Netflix Earnings Blow Past Forecasts
Following an already impressive track record, Netflix earnings for Q1 2025 delivered a knockout performance that beat every major forecast on Wall Street. The streaming powerhouse reported $10.5 billion in revenue, marking a 13% year-over-year growth, which firmly places it ahead of competitors in the entertainment and tech space. Perhaps even more striking was its earnings per share (EPS), which came in at $5.20, well above analyst expectations of around $4.55.
The company also reported net income of $2.23 billion, up significantly from $1.30 billion in the same quarter last year. With strong momentum across global markets and continued growth in its advertising-supported tier, Netflix seems to be reaping the rewards of its evolving strategy. In a notable shift, this quarter was also the first time the company didn’t disclose subscriber numbers.
Reed Hastings Steps Back in Netflix Leadership Change
In addition to its strong financial results, Netflix also announced a major leadership change. Co-founder and longtime visionary Reed Hastings has stepped down from his role as Executive Chairman, transitioning into the position of Chairman of the Board. While this move marks the end of an era, the company emphasized that Hastings will still be involved in strategic decisions.

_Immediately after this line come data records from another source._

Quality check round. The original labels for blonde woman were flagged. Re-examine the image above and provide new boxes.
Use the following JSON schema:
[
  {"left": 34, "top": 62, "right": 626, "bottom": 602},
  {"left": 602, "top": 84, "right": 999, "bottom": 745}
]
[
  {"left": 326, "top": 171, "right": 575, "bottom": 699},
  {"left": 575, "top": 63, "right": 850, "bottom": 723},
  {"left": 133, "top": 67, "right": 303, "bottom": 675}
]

Greg Peters and Ted Sarandos will continue to serve as co-CEOs, maintaining a steady hand on day-to-day operations. The leadership transition appears to be seamless and part of a longer-term succession plan—Hastings had gradually stepped back from operational leadership in recent years. This shift reflects Netflix’s growing confidence in its current management and signals continuity rather than disruption.

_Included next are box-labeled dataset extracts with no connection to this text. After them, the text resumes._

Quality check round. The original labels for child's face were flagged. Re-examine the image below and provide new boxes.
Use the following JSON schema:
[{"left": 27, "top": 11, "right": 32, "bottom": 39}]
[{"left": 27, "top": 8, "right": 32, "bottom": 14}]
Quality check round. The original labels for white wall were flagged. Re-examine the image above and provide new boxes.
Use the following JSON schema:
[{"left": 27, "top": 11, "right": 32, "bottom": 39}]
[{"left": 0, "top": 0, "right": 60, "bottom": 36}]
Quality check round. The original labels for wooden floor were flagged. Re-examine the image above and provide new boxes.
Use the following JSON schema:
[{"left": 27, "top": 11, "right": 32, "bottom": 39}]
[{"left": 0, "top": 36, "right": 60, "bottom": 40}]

Netflix Q2 Earnings Outlook
Looking ahead, Netflix is projecting another strong quarter. The company expects revenue of approximately $11 billion for Q2, which would represent about 12% year-over-year growth. Operating margins are forecasted to hover around 27%, maintaining the company’s recent upward trend in profitability.
With a packed slate of original series, global expansion of its ad tier, and continued password-sharing crackdowns yielding results, Netflix seems well-positioned to keep its growth trajectory intact.
Netflix Stock Surges
Unsurprisingly, the market responded enthusiastically to the earnings beat. Netflix stock surged over 12% in after-hours trading, pushing shares to an all-time high of nearly $985. This explosive move not only crushed analyst expectations but also outperformed other major FAANG stocks, many of which have struggled to deliver surprises this quarter.
Investors appear energized by Netflix’s record profits, strong cash flow, and clear direction. With Netflix earnings now setting the tone for the rest of the tech sector, it’s clear that the streaming giant isn’t just surviving the competitive content wars; it’s thriving.